Fractional flow reserve (FFR)
Fractional flow reserve (FFR) is the fraction of the maximal coronary flow that remains in the presence of an epicardial coronary lesion. Hence it is useful in assessing the severity of lesions, especially in case of lesions thought to be borderline on angiography. The flow has contributions from the factors due to the epicardial coronary artery, myocardium and the collateral flow. Hence a good collateral flow can lead to underestimation of the severity of stenosis estimated by FFR. Advantage of FFR over coronary flow reserve is that as it is calculated only at peak hyperemia, it is mostly independent of basal flow, aortic pressure, heart rate and the status of the microcirculation. There is a strong correlation between FFR and inducible myocardial ischemia. An FFR below 0.75 identified physiologically significant stenosis. In patients with coronary lesions, FFR can be used to identify patients who will benefit from from percutaneous coronary interventions. An FFR of less than 0.90 after coronary stenting would predict a higher event rate of 20% and an FFR below 0.80 an event rate of 30% compared with 5-6% event rates in those with FFR above 0.90.

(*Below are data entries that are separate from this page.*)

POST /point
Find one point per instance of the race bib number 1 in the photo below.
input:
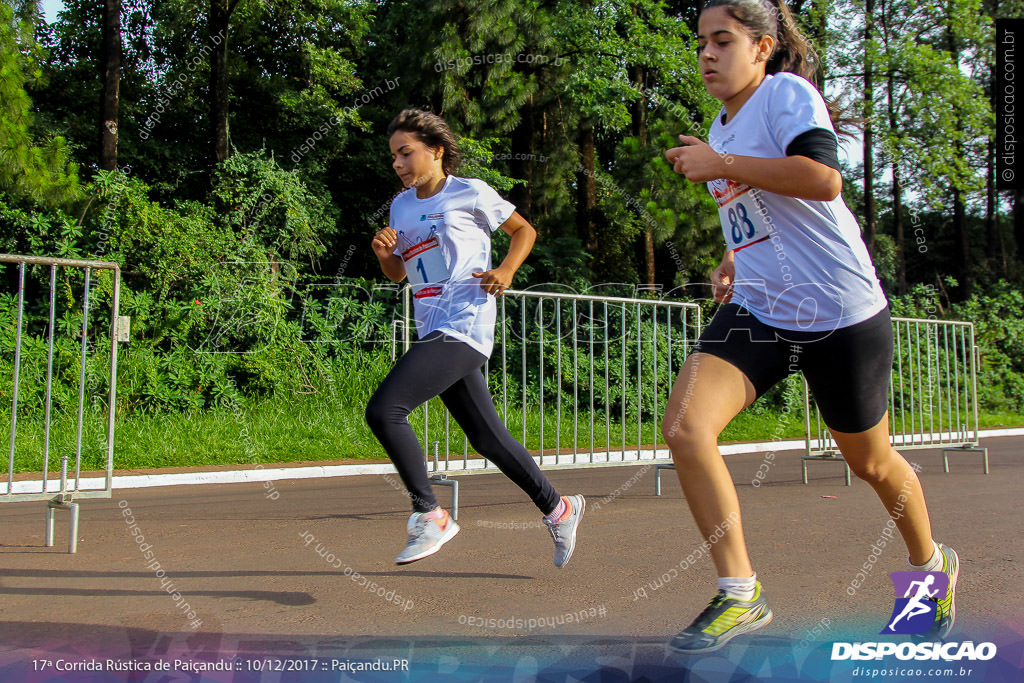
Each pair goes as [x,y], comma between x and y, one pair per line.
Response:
[425,266]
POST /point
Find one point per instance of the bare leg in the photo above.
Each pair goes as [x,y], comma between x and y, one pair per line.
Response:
[707,395]
[872,459]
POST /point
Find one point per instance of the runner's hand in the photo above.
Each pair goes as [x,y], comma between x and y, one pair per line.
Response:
[384,243]
[722,279]
[495,281]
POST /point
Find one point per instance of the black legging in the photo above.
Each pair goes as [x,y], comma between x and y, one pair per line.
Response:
[438,365]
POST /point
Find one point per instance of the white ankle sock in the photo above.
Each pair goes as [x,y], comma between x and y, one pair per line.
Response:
[933,564]
[555,515]
[738,587]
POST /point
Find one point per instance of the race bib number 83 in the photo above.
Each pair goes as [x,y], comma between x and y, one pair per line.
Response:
[741,225]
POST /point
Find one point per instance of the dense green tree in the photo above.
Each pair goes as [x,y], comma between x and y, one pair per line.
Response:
[33,170]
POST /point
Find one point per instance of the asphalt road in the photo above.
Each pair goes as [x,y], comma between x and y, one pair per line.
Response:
[311,571]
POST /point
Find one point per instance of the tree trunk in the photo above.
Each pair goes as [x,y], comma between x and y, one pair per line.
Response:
[960,214]
[898,228]
[220,15]
[638,129]
[111,73]
[522,163]
[586,189]
[869,225]
[1019,223]
[963,247]
[993,241]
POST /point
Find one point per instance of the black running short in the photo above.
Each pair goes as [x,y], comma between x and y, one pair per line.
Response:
[848,370]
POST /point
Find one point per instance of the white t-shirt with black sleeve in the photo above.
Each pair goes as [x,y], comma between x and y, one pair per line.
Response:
[443,240]
[801,264]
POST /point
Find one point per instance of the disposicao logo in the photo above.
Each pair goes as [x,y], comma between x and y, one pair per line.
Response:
[914,611]
[916,599]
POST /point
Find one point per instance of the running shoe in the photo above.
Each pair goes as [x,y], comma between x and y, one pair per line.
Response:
[426,537]
[722,620]
[563,531]
[945,610]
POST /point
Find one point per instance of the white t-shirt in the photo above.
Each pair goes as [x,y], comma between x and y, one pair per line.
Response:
[801,264]
[444,239]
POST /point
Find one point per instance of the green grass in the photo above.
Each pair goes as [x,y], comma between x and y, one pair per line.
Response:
[317,428]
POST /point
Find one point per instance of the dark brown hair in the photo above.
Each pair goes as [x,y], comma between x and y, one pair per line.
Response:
[792,51]
[432,131]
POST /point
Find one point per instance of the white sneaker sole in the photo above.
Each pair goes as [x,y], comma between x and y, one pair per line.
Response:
[581,508]
[448,536]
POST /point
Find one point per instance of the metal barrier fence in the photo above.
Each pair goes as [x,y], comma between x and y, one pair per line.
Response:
[34,359]
[614,356]
[933,397]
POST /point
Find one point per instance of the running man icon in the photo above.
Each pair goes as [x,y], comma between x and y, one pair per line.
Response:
[916,593]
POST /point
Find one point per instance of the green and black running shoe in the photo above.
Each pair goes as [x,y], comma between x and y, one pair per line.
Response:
[945,610]
[722,620]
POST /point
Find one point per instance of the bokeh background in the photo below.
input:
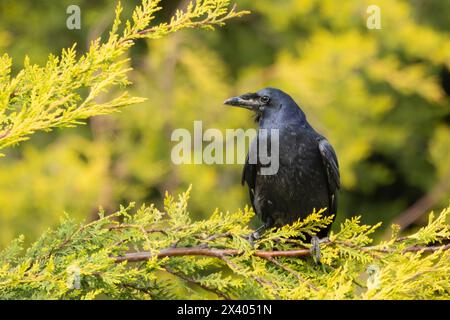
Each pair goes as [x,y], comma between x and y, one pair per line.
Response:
[380,96]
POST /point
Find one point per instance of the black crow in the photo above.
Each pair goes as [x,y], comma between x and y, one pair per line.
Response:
[308,173]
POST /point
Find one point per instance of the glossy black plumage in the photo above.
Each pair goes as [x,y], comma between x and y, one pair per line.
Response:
[308,174]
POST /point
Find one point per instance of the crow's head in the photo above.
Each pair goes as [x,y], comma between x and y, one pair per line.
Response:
[266,103]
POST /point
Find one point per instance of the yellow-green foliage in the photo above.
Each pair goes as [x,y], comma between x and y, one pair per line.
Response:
[79,261]
[64,91]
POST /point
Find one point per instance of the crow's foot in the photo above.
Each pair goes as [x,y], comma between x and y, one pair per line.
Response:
[315,248]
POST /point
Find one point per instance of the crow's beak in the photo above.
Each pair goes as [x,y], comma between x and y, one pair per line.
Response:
[247,101]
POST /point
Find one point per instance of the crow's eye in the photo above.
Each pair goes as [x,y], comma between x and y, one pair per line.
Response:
[265,99]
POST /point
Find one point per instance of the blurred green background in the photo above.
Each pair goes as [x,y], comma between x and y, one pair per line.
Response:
[380,96]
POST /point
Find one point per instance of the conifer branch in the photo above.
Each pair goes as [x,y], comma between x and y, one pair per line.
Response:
[219,253]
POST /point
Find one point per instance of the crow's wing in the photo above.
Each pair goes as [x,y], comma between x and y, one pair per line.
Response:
[331,165]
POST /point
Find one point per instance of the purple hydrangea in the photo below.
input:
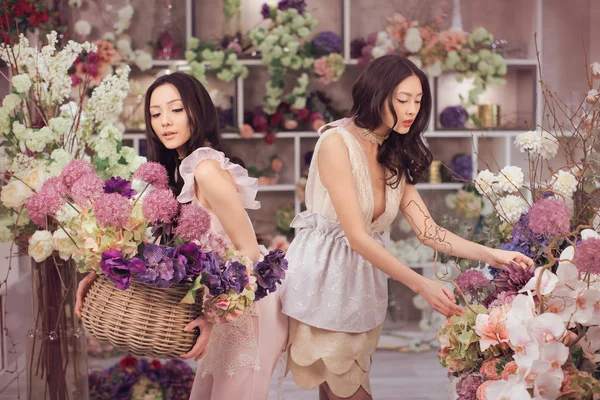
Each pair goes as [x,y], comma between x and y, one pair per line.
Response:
[120,186]
[162,268]
[327,42]
[270,272]
[194,264]
[234,277]
[118,269]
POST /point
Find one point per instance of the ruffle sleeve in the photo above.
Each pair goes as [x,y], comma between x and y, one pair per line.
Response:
[247,186]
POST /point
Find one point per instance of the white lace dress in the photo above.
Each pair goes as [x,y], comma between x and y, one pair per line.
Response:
[336,300]
[241,355]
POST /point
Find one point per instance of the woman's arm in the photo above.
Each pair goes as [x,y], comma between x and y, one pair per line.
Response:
[218,189]
[336,175]
[431,234]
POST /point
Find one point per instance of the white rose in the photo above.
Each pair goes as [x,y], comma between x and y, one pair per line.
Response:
[510,179]
[413,40]
[40,245]
[564,183]
[143,60]
[36,178]
[484,182]
[15,194]
[21,82]
[83,28]
[10,102]
[63,244]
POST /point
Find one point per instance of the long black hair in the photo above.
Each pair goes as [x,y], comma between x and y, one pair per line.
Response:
[401,154]
[202,117]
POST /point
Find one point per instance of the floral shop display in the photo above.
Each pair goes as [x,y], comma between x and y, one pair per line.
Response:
[533,332]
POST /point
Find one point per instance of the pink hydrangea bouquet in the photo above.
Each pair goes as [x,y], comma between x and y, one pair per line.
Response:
[533,332]
[137,230]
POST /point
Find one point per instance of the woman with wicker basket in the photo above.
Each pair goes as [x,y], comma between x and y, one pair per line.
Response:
[236,358]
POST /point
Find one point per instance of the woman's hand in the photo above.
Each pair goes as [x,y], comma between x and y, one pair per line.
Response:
[82,289]
[500,258]
[199,349]
[440,298]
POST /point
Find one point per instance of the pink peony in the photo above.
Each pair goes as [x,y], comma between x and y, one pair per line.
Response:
[153,173]
[74,171]
[160,205]
[502,299]
[549,217]
[290,124]
[587,256]
[492,328]
[509,369]
[87,189]
[193,223]
[489,369]
[472,282]
[112,209]
[467,387]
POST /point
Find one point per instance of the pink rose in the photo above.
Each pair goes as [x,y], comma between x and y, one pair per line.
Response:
[290,124]
[318,124]
[222,304]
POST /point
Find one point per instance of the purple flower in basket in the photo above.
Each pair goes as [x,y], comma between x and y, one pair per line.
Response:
[162,269]
[118,269]
[265,11]
[234,277]
[327,42]
[454,117]
[120,186]
[269,272]
[194,264]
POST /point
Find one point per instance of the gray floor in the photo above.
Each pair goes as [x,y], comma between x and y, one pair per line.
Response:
[394,376]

Guide catheters without side holes are preferred for FFR estimation. Contrast should be flushed out and the guide catheter filled with saline for good pressure measurements. Excess adenosine will have to be given to get adequate hyperemia if there are side holes for the catheter, due to extra spillage of drug into the aorta. Matching of the wire tip pressure and the aortic pressure should be done before crossing the lesion. The level of the external pressure transducer should be adjusted to get a match of the tracings if necessary. Conventionally the transducer position corresponds to a level 5 cm below the sternal level indicating the level of the right atrium. A loose Y connector and a retained guidewire introducer can cause pressure leakage. Drift in signals can be identified by repeat matching of the pressures after the wire pull back. There is a limitation while assessing serial lesions as the true FFR across a lesion can be known only after complete relief of the other lesion. There are formulae available for calculating the significance of individual lesions. But this will require measurement of wedge pressure which can be done only during interventions and not during diagnostic catheterizations.